Back to fashion design

Were unskilled designers worth the ride?

There’s a process happening in the fashion industry, a change of direction, which takes brands back to fashion design.
What does it mean? Real fashion designers are back in charge of designing fashion brands. Wasn’t their job? Yes, of course. But the fashion industry loves insta-fluff to generate revenue. So, popularity won over skills.

But, after a decade of sportswear, big exposed logos, and poor designs, the wind is finally changing. Specifically, the heart of the matter is that celebrity designers with a pervasive social media presence and a huge following base have oversaturated the market with products. But that doesn’t sell anymore.

The sense of improvisation, lack of skills, clothes taken from thrift shops and assembled by chance, or designs clearly stolen from other designers was really too much. It has contributed to impoverishing the perception of fashion, which has become a game for clowns rather than a matter of culture.

Therefore, the vision of a creative director having more knowledge about fluff than expert hands seems over. Perhaps some fashion Maisons made a lot of money overflooding the market with pointless stuff, but they destroyed their heritage. So, were unskilled designers worth the ride?
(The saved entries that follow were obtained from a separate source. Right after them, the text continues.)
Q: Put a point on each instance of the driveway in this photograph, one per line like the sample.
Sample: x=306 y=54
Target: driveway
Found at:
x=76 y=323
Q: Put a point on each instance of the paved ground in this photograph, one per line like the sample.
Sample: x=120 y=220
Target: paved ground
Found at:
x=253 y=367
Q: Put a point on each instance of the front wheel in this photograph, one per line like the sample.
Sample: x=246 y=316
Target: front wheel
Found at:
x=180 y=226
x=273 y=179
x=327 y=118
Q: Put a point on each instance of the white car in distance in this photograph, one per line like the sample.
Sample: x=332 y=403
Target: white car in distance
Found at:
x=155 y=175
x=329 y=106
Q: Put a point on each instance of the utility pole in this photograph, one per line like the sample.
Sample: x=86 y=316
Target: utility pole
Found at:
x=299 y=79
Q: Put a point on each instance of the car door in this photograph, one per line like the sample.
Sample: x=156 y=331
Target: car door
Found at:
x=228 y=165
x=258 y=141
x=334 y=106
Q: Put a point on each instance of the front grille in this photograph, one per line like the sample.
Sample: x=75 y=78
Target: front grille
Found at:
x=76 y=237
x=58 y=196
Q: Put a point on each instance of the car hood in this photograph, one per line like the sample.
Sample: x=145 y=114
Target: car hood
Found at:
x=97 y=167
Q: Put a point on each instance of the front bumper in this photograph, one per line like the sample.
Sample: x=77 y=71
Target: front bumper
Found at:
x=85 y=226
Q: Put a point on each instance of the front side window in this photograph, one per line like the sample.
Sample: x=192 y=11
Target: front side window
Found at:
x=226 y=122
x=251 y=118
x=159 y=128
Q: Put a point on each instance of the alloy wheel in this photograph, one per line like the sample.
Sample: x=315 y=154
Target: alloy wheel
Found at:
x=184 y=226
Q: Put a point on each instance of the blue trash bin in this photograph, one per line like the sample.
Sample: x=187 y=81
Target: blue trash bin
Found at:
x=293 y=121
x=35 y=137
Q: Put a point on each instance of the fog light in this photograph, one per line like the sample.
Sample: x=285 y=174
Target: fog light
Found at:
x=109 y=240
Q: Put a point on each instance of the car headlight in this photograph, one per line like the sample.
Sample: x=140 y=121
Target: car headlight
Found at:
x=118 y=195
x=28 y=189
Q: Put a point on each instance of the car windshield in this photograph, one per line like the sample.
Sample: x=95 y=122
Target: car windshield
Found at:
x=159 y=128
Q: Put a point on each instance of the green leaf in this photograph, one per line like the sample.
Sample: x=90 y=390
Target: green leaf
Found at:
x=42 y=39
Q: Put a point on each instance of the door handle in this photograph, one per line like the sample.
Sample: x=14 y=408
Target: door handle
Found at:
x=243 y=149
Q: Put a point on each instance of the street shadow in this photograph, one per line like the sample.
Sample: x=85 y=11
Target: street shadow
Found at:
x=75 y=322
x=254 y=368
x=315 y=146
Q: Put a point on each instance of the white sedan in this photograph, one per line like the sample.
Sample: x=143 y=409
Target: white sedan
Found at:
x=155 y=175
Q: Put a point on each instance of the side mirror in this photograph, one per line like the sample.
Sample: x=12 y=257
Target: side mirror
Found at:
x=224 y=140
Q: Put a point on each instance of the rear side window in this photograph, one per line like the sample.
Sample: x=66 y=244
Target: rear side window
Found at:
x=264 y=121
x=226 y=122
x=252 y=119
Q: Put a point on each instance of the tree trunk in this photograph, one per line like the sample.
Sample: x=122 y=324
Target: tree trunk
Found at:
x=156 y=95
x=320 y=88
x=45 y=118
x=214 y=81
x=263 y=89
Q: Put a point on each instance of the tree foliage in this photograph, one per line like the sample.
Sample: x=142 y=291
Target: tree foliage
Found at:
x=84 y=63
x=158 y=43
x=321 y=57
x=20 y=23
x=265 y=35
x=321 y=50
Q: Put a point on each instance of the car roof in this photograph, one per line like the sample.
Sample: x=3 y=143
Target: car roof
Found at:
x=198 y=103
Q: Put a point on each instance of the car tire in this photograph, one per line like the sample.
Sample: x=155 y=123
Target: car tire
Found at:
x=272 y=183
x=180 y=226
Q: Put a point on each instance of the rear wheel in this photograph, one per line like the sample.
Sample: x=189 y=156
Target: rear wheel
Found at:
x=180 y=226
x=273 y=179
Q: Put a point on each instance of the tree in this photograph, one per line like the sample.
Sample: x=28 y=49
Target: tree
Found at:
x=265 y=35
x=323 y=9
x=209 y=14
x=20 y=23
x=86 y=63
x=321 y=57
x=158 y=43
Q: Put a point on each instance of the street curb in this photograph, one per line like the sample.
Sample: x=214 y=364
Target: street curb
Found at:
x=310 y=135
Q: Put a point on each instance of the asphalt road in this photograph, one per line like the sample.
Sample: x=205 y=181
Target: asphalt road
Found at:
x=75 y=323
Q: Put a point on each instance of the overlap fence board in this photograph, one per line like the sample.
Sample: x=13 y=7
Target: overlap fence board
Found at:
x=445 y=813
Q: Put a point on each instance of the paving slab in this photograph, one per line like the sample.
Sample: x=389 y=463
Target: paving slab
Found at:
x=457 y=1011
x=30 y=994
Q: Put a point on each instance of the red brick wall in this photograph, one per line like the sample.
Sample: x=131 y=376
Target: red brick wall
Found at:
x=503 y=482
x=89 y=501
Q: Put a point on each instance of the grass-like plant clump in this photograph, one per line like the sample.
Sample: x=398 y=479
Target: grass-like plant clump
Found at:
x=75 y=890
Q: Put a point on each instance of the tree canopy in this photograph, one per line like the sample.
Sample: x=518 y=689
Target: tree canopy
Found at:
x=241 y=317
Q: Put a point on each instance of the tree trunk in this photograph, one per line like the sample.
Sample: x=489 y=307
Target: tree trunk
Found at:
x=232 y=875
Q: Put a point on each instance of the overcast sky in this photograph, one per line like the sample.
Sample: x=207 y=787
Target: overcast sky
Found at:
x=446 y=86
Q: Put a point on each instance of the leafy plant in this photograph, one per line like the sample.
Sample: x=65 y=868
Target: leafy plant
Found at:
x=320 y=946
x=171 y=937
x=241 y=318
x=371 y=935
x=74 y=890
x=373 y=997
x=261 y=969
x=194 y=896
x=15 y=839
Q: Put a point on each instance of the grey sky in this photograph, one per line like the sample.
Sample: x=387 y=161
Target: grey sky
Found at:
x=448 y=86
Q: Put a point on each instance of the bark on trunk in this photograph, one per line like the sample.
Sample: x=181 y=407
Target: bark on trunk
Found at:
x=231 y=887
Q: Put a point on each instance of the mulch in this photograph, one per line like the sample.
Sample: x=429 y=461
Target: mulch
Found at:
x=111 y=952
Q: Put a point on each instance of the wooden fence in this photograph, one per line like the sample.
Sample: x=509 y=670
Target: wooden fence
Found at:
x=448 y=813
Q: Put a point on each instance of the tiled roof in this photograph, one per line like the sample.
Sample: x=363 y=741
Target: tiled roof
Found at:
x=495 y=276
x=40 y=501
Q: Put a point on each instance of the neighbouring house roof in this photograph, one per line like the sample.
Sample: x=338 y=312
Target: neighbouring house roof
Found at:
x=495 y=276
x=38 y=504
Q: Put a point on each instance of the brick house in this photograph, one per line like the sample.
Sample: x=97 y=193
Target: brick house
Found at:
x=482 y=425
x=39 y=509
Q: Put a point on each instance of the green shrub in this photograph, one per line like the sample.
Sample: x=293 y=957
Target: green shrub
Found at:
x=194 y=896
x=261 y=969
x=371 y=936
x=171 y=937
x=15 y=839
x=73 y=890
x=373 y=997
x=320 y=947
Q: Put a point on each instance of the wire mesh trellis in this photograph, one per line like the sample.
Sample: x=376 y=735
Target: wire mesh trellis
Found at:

For instance, we are curious to see what Sabato De Sarno will do with his much-awaited Gucci show. Indeed, deleting everything from Gucci’s social media account seems to be a good start to cleaning up the image.
Also, we are curious to see Phoebe Philo, known for her minimalist and timeless style, launch her namesake brand.

Fashion design: what makes the difference

Though we think contemporary fashion Maisons are not so interesting because they are just a game of finance and overproduction, we appreciate the idea of moving from big logos to skilled fashion design.

Exposed logos don’t make the difference but represent a poor idea of style, which sounds more like marketing than actual fashion knowledge.
What makes the difference is good design, pattern-making, tailoring, and craftsmanship. That is what adds value and makes garments stand out.

Ultimately, we wonder what credibility those who play these games have. Most importantly, can those who fed their clients with garbage educate their audience to something more refined?